A conclusion not unworthy of observation may be deduced from this catalogue; namely, that Ceylon was the unknown, and hence unacknowledged, source of almost every extra-European shell which has been described by Linnæus without a recorded habitat. This fact gives to Ceylon specimens an importance which can only be appreciated by collectors and the students of Mollusca.

2. RADIATA.

The eastern seas are profusely stocked with radiated animals, but it is to be regretted that they have as yet received but little attention from English naturalists. Recently, however, Dr. Kelaart has devoted himself to the investigation of some of the Singhalese species, and has published his discoveries in the Journal of the Ceylon Branch of the Asiatic Society for 1856-8. Our information respecting the radiata on the confines of the island is, therefore, very scanty; with the exception of the genera3951 examined by him. Hence the notice of this extensive class of animals must be limited to indicating a few of those which exhibit striking peculiarities, or which admit of the most common observation.

Star Fish.—Very large species of Ophiuridæ are to be met with at Trincomalie, crawling busily about, and insinuating their long serpentine arms into the irregularities and perforations in the rocks. To these they attach themselves with such a firm grasp, especially when they perceive that they have attracted attention, that it is almost impossible to procure unmutilated specimens without previously depriving them of life, or at least modifying their muscular tenacity. The upper surface is of a dark purple colour, and coarsely spined; the arms of the largest specimens are more than a foot in length, and very fragile.
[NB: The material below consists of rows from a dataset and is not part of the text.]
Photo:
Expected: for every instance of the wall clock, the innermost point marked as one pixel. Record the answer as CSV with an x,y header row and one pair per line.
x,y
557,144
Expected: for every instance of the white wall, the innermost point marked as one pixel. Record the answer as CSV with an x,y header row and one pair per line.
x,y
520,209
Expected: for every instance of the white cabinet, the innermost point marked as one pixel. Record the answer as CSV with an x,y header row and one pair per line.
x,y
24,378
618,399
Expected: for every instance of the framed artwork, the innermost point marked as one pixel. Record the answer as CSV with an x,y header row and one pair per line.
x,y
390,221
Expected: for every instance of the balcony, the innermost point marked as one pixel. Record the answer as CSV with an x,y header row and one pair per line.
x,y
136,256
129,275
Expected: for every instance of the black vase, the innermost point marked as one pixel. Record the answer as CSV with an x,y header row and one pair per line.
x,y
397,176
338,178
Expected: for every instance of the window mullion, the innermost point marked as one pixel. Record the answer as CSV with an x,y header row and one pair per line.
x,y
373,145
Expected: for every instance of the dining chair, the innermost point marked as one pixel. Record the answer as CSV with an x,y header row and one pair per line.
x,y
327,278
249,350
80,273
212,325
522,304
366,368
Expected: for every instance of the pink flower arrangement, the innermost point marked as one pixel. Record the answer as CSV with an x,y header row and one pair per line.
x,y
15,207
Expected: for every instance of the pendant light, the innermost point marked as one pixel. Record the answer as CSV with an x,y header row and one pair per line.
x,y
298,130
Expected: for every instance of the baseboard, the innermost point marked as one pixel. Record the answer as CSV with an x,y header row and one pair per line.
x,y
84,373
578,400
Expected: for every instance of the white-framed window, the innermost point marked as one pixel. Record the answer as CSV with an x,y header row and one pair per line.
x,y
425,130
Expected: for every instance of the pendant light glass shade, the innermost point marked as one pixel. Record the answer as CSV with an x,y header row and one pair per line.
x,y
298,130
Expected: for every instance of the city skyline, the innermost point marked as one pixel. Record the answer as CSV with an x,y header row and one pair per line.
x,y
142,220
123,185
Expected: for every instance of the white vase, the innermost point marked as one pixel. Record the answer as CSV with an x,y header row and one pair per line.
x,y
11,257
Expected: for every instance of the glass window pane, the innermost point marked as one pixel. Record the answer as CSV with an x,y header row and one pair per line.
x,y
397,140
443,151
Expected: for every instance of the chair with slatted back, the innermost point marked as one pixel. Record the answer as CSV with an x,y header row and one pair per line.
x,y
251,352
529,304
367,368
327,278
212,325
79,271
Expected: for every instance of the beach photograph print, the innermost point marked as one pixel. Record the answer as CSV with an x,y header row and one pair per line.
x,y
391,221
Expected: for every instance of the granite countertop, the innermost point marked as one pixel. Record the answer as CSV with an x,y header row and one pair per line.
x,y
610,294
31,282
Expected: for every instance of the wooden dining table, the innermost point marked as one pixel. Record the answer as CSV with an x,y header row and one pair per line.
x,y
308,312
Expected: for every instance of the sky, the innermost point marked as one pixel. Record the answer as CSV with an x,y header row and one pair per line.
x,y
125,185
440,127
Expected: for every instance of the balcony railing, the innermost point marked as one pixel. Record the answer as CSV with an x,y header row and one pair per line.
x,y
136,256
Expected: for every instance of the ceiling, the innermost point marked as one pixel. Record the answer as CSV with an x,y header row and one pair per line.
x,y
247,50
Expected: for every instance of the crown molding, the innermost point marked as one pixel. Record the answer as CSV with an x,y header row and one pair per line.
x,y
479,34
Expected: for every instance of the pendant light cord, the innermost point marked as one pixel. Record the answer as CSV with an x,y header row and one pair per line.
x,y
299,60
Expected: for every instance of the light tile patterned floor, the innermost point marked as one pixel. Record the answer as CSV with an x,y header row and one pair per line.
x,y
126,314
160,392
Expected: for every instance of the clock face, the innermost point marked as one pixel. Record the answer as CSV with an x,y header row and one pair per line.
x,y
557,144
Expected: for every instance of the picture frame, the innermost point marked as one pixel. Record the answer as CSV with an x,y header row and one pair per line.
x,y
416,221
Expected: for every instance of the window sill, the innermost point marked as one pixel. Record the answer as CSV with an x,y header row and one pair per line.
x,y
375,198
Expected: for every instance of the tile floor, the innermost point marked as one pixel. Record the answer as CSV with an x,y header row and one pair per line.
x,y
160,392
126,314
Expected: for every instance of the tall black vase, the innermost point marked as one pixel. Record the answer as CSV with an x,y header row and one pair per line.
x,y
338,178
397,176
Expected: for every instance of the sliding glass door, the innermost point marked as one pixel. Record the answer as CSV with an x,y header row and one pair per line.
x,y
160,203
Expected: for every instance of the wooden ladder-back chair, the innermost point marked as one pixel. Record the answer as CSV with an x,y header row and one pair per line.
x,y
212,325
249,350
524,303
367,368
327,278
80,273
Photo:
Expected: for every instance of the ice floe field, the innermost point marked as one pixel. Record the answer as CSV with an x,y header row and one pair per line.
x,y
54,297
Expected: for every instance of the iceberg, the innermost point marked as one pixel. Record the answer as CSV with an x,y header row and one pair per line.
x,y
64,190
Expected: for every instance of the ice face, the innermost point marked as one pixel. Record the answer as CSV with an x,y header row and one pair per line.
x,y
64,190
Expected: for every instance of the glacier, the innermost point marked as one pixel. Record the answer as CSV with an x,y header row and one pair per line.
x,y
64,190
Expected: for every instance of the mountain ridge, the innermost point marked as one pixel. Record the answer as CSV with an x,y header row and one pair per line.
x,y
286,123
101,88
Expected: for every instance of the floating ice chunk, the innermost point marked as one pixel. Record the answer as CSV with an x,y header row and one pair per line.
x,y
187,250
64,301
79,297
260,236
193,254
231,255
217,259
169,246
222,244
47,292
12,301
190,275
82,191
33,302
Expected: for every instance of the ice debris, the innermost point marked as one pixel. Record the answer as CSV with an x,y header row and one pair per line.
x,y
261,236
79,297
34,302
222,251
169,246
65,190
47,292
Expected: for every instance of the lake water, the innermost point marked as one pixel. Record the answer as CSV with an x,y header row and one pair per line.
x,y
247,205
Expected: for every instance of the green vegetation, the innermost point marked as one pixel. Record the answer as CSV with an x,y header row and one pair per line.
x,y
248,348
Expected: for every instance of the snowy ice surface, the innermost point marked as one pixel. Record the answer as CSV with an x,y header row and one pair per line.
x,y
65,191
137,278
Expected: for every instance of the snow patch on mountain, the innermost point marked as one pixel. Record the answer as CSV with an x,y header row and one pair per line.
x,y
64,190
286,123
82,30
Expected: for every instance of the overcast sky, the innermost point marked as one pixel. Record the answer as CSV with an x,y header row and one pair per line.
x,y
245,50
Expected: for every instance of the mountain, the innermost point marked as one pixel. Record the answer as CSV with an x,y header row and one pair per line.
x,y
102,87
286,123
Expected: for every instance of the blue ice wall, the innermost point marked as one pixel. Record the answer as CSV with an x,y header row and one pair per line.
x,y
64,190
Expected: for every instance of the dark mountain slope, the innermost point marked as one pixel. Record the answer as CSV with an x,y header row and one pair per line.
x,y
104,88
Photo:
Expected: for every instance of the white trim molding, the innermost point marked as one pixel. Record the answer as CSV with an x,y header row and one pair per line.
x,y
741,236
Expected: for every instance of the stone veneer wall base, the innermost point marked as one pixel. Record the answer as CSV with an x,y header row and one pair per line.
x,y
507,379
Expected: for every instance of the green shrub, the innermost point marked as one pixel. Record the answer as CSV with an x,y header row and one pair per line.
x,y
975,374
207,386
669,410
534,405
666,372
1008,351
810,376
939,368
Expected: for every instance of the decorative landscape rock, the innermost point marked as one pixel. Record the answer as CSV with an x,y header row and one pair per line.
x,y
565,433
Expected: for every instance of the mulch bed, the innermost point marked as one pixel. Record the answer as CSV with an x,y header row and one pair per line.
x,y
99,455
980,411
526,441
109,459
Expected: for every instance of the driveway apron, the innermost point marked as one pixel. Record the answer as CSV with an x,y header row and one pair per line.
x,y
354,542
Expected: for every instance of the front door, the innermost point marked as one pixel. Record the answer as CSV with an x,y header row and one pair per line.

The star fishes, with immovable rays3961, are by no means rare; many kinds are brought up in the nets, or maybe extracted from the stomachs of the larger market fish. One very large species3962, figured by Joinville in the manuscript volume in the library at the India House, is not uncommon; it has thick arms, from which and the disc numerous large fleshy cirrhi of a bright crimson colour project downwards, giving the creature a remarkable aspect. No description of it, so far as I am aware, has appeared in any systematic work on zoology.

Sea Slugs.—There are a few species of Holothuria, of which the trepang is the best known example. It is largely collected in the Gulf of Manaar, and dried in the sun to prepare it for export to China. A good description and figures of its varieties are still desiderata.

Parasitic Worms.—Of these entozoa, the Filaria medinensis, or Guinea-worm, which burrows in the cellular tissue under the skin, is well known in the north of the island, but rarely found in the damper districts of the south and west. In Ceylon, as elsewhere, the natives attribute its occurrence to drinking the waters of particular wells; but this belief is inconsistent with the fact that its lodgment in the human body is almost always effected just above the ankle. This shows that the minute parasites are transferred to the skin of the leg from the moist vegetation bordering the footpaths leading to wells. At this period the creatures are very small, and the process of insinuation is painless and imperceptible. It is only when they attain to considerable size, a foot or more in length, that the operation of extracting them is resorted to, when exercise may have given rise to inconvenience and inflammation.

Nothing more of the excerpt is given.